A Norma, cantora boa de sambas ao acaso nas noites de Monlevade, passou a meu filho umas fotos pra que ele repassasse a mim. Animada pelo furor fotográfico do Mato Adentro, ela queria que eu visse uns registros de pôr do sol entre muitos cliques dela por aí. Mas, enquanto navegava entre as imagens, não resisti a esta, que me fez me lembrar de minha infância no bairro Pedreira, minha mãe, carretéis, agulhas, linha e linho.





Bastidores da cultura monlevadense que nossos pais não contaram

13 07 2012

1) Em fins dos anos 70 ou início dos 80, fiz uma pergunta importante ao então vereador João Bosco Paschoal. Empresário da área de eventos, ele promovia muitos shows na região.

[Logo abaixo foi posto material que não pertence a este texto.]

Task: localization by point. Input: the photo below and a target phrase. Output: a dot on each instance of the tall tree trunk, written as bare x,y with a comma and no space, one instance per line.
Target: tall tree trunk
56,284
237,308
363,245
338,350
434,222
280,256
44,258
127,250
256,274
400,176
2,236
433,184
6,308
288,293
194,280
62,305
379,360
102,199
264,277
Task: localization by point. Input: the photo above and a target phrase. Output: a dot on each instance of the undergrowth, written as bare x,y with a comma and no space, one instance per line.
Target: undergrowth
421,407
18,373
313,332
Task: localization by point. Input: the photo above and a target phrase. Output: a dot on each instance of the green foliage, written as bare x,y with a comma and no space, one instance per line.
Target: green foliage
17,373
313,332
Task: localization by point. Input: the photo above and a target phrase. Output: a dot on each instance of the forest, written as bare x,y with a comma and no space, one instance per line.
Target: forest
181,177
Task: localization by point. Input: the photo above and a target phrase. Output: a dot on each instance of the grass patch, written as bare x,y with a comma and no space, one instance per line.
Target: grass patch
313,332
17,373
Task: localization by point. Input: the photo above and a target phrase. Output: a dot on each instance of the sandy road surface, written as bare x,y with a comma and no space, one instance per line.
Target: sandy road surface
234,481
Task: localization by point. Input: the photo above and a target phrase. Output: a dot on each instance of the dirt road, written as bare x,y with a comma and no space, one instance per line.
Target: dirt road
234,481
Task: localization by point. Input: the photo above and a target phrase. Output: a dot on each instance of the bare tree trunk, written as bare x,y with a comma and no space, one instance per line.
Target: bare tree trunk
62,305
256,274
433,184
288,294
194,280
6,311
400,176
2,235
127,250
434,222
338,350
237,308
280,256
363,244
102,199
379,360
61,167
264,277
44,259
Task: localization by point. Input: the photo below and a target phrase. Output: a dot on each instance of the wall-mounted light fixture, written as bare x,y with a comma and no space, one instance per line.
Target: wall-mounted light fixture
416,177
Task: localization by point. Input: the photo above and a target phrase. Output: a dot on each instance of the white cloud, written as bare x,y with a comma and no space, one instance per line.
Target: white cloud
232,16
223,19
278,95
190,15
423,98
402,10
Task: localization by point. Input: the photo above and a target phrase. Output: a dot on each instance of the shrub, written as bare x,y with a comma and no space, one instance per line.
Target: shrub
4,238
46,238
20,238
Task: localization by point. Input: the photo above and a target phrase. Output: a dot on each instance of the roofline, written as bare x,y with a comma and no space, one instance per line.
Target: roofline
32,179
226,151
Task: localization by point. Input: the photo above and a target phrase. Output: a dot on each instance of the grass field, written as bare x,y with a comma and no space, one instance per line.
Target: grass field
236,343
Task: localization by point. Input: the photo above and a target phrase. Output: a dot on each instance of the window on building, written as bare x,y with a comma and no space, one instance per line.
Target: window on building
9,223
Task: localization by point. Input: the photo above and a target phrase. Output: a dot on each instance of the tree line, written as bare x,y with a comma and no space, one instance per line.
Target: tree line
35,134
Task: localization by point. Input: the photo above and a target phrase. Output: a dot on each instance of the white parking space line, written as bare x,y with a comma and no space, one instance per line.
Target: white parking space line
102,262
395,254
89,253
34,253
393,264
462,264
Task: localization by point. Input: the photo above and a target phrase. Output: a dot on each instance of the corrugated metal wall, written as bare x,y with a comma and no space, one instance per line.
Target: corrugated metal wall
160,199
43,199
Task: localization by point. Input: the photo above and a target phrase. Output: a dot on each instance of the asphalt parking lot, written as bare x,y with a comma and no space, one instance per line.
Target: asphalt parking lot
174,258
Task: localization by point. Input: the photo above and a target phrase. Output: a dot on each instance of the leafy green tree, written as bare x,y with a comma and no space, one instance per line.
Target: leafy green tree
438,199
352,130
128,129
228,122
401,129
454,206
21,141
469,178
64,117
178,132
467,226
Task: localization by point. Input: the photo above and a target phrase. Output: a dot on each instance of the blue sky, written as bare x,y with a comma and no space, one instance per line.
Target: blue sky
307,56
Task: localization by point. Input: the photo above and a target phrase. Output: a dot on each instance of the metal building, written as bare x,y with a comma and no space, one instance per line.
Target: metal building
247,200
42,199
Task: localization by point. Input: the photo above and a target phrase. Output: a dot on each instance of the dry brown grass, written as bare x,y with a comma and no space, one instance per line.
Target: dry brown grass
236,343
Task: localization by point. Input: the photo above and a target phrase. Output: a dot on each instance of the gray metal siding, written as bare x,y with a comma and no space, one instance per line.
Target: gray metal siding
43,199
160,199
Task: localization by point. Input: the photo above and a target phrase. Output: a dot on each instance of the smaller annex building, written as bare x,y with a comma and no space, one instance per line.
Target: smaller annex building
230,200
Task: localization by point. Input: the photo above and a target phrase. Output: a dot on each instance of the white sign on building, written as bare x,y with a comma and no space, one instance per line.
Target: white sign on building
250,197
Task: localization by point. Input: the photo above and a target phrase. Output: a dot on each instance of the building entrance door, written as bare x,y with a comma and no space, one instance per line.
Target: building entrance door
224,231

Aí eu perguntei ao João por que, a Itabira por exemplo, ele levava nomes como Alceu Valença e Zé Ramalho, nordestinos que ganhavam o Sul na época, enquanto, a Monlevade, trazia, em sua maioria, apenas artistas ditos “de massa”, de forte apelo comercial.

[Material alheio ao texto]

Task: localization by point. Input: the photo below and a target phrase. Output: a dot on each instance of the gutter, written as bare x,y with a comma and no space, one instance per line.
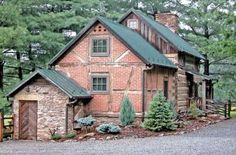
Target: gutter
143,88
67,105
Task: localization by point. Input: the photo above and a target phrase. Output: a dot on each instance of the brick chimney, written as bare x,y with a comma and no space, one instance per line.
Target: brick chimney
168,19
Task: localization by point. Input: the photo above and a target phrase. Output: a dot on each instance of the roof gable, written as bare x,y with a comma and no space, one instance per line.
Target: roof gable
139,46
68,86
172,37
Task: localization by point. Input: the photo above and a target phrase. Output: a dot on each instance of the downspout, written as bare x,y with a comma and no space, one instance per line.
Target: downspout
148,67
74,100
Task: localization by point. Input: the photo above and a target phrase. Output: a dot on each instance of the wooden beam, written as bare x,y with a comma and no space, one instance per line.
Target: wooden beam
204,95
1,126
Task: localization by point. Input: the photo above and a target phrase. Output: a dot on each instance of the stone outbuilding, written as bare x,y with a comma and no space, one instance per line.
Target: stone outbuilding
43,102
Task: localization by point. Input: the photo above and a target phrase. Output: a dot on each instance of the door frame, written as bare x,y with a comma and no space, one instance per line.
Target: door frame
19,114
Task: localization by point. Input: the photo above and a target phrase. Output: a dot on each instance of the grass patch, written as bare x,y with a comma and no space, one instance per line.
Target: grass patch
233,112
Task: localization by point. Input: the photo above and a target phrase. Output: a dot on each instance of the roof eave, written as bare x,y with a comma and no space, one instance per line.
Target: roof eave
71,43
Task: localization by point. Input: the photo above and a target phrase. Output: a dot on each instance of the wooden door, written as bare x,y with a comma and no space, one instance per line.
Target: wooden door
28,120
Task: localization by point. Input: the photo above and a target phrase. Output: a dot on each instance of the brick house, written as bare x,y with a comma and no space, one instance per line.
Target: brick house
136,57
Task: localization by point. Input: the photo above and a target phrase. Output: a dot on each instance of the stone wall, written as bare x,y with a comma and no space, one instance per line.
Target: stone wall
51,107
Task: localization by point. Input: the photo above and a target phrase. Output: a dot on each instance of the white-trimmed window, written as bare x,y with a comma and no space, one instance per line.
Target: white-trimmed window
100,46
133,24
99,83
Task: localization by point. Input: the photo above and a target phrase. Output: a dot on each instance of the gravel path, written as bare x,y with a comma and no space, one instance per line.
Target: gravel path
216,139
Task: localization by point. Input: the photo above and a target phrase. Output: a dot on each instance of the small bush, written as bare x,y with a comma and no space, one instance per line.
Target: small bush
86,121
127,113
160,115
194,111
70,135
108,128
56,136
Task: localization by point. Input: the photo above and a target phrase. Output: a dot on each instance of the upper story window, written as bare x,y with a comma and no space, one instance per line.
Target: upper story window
165,90
133,24
99,83
100,47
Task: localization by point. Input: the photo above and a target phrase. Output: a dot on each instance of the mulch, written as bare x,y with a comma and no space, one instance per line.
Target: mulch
135,131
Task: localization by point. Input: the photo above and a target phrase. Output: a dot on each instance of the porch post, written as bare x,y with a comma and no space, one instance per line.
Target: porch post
1,125
204,94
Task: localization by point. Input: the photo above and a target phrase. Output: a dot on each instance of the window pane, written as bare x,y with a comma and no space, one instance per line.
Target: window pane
95,87
99,84
104,87
99,45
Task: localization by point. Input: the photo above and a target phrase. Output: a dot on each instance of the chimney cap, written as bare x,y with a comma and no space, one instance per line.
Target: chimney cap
165,12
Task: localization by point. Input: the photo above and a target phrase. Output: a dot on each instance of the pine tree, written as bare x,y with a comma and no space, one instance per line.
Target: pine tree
127,113
160,116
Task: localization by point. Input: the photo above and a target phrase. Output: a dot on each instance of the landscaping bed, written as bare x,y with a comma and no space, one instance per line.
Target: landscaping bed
135,131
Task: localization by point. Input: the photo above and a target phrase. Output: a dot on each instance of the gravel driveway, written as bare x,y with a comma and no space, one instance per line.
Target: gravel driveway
216,139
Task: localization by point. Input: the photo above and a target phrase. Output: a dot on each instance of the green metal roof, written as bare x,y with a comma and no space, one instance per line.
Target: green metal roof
137,44
68,86
172,37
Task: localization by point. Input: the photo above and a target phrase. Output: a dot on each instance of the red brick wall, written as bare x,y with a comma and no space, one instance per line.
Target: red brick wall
121,65
155,81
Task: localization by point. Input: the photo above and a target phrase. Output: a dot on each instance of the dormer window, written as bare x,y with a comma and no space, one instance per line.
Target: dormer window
133,24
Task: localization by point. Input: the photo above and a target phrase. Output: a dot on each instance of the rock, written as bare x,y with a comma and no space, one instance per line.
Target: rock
91,139
221,118
212,115
108,137
203,119
161,135
181,133
69,140
89,134
81,138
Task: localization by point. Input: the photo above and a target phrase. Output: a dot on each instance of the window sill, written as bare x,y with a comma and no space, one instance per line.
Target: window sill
100,93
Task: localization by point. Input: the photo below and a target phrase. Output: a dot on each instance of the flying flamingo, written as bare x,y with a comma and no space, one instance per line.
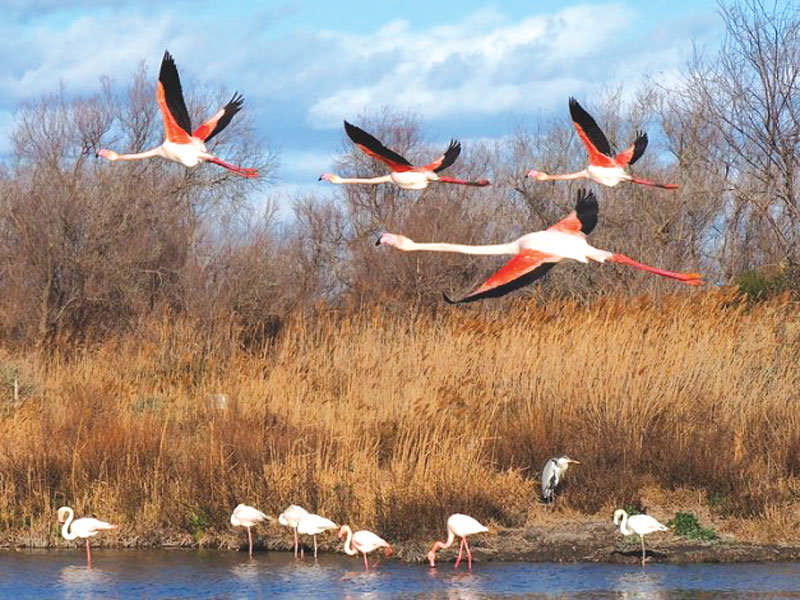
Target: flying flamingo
404,174
461,526
604,167
291,518
552,474
314,525
363,541
247,516
638,524
81,528
536,253
180,145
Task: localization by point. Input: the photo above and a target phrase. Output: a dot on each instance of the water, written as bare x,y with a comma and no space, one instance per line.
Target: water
202,573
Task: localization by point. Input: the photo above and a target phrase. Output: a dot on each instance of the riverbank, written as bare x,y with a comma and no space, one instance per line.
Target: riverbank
392,422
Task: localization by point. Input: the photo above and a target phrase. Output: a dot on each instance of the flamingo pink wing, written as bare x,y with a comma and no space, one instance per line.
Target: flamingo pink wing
526,266
172,131
583,218
371,146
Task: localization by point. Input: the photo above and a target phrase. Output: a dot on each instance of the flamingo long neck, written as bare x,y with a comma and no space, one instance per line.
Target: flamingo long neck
65,531
479,183
373,180
347,547
451,536
510,248
157,151
583,174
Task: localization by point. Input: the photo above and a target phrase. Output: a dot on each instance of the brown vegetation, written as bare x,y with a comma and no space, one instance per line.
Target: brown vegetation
394,421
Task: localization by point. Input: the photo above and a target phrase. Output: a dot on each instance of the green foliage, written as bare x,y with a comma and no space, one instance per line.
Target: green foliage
765,282
687,525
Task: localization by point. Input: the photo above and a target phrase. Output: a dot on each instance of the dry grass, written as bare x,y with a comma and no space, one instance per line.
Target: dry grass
393,422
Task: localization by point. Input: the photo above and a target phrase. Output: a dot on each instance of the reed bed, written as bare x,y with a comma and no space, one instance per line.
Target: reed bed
393,421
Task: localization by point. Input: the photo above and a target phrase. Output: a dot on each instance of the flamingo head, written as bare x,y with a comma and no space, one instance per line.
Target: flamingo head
537,175
432,555
62,514
400,242
109,154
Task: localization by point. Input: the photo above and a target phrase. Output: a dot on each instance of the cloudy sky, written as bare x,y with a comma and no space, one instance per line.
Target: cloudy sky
468,68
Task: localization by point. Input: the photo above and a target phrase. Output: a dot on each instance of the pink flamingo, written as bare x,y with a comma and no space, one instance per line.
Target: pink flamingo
461,526
536,253
81,528
247,516
604,167
404,174
363,541
180,145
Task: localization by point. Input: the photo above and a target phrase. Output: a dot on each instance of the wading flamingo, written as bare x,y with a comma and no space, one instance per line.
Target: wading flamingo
552,474
363,541
81,528
290,518
247,516
461,526
536,253
604,167
180,144
314,525
638,524
404,174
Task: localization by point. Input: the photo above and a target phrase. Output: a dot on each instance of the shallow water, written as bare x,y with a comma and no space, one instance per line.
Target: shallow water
203,573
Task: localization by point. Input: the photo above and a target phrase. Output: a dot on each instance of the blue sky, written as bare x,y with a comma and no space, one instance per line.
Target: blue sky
467,68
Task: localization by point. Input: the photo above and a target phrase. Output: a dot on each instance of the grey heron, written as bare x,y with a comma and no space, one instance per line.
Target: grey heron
553,474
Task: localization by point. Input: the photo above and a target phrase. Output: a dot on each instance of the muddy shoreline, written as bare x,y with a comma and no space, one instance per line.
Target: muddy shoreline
588,542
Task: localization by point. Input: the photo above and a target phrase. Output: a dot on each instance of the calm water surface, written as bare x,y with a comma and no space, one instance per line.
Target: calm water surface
193,574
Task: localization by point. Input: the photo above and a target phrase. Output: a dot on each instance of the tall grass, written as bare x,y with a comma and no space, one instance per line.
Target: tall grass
394,421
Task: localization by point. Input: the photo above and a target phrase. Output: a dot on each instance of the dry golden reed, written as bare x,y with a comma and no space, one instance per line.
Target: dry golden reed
394,421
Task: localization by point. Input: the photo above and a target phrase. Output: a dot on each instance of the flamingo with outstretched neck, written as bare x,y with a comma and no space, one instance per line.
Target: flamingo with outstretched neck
85,528
403,173
181,144
604,167
461,526
640,525
536,253
363,541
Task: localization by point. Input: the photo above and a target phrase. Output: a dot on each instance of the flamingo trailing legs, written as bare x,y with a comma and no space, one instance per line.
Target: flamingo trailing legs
85,528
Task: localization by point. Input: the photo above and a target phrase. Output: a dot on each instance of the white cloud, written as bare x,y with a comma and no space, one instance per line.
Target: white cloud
502,66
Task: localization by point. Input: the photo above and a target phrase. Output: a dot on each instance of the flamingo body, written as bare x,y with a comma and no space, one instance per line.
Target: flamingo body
84,528
604,167
181,144
291,518
536,253
461,526
403,174
314,525
640,525
363,541
247,516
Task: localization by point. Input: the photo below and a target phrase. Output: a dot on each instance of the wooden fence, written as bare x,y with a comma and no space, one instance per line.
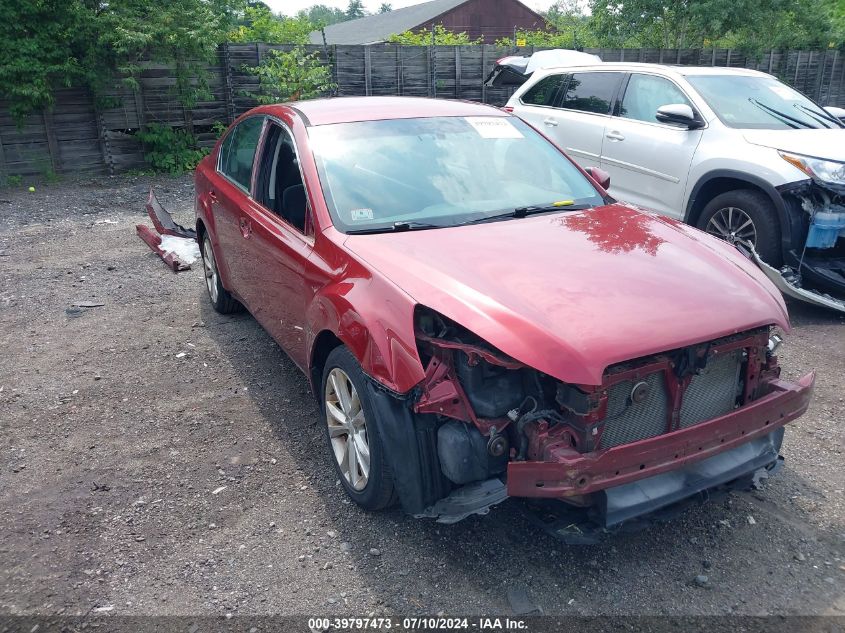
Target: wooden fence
76,136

Ele me disse que era porque, em Monlevade, não tinha público para aqueles “mais refinados”.

2) Eu tinha uns 18 anos quando comecei a trabalhar com Tavim (Otavio Viggiano), na revista “Nega”, focada em charges e outras formas de humor, se inspirando, ainda que de longe, no “Pasquim”.

Um ano depois de criá-la, ele abandonou o projeto e lançou a “Mostrar”, comportada, de jornalismo “sério”. Tavim disse que o público monlevadense não recebia bem a irreverência da “Nega”, que ele já tinha feito em outra cidade, acho que Caratinga.